Rust is a very good and capable language and I enjoy using it. I can’t wait for the day it overtakes C or C++. But I want to know more about the program I’m using other than that it was written in a popular language.
“Written in rust” is basically a meme at this point.
not necessarily about the language, but things periodically getting rewritten or re-implemented is a useful exercise. it’s a moment for reflection and analysis of the structures and systems as a whole
This is typical of when a language is the new hotness. It eventually dies down, either because the language becomes endemic or it fades away.
Languages are easier to work with the bigger the ecosystem.

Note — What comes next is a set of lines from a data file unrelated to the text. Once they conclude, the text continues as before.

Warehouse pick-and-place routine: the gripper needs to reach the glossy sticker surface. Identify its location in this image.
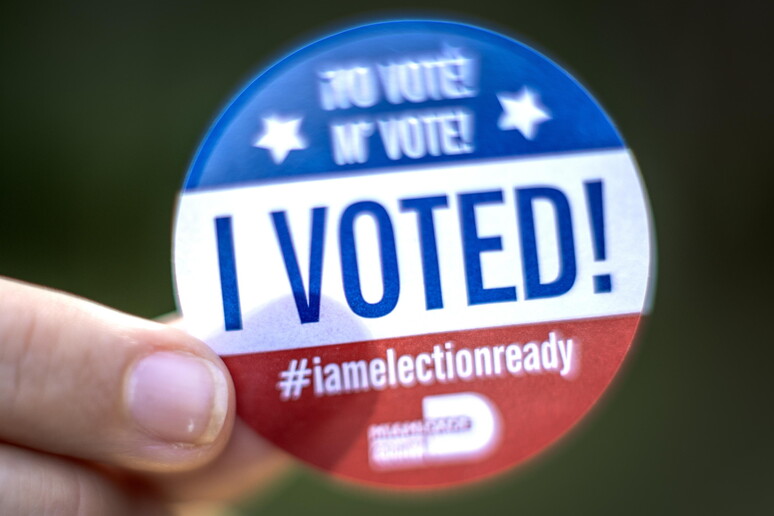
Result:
[174,21,652,487]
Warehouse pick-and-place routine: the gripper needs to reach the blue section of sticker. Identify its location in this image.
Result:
[185,21,624,191]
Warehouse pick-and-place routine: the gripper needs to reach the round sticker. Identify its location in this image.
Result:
[174,21,652,487]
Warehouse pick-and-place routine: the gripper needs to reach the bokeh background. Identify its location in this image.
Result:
[0,0,774,516]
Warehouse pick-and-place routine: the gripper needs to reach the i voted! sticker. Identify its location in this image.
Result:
[174,21,652,487]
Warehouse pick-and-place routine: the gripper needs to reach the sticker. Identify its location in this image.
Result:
[174,21,652,487]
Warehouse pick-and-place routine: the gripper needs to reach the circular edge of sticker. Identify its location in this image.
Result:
[171,17,658,492]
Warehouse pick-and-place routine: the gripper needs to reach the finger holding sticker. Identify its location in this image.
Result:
[175,21,652,487]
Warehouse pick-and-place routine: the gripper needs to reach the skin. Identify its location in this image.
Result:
[0,278,289,516]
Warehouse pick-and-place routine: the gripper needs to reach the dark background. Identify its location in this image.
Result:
[0,0,774,516]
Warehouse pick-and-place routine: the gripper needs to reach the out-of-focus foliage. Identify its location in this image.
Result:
[0,0,774,516]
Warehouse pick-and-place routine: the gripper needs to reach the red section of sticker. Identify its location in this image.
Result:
[224,314,640,487]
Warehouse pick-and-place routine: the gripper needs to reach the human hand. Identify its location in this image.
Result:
[0,278,286,515]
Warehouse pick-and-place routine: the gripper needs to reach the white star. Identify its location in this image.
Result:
[253,116,307,165]
[497,86,551,140]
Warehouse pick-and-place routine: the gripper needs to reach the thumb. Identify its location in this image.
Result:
[0,279,234,471]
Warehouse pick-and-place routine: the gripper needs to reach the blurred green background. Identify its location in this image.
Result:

I’ve been installing a lot of things written in rust recently, and I’ve noticed a trend between them. They’re all stable, fast, and very user-friendly. I don’t really have to fiddle with them nearly as much. I think there’s a lot that goes into this, but it really boils down to: rust is safer and prevents huge categories of bugs, it’s incredibly stable and requires less debugging and maintenance, it has extremely high level abstractions to make development quick and less verbose, and it has the best tooling I have seen for any language. It enables developers so effectictively that the things that are usually tedious and difficult become easy and potentially mandatory, and so you just get better software.
I know that sounds pretty abstract and opinionated, but having used the language for several years now, and especially coming from Java, I have really felt an incredible difference - I stopped having to constantly fix breaking Gradle builds and JVM version management, I stopped getting null pointer exceptions, and I had much more powerful tools for building abstractions. When you see how much control and power rust gives you while still keeping you safe, it’s just night and day compared to the especially old languages like C.
Basically, anything written in rust will be better if it can enable developers to spend their time working on useful features instead of fixing bugs, fiddling with build systems and fragile legacy infrastructure cobbled together from dozens of third party tools.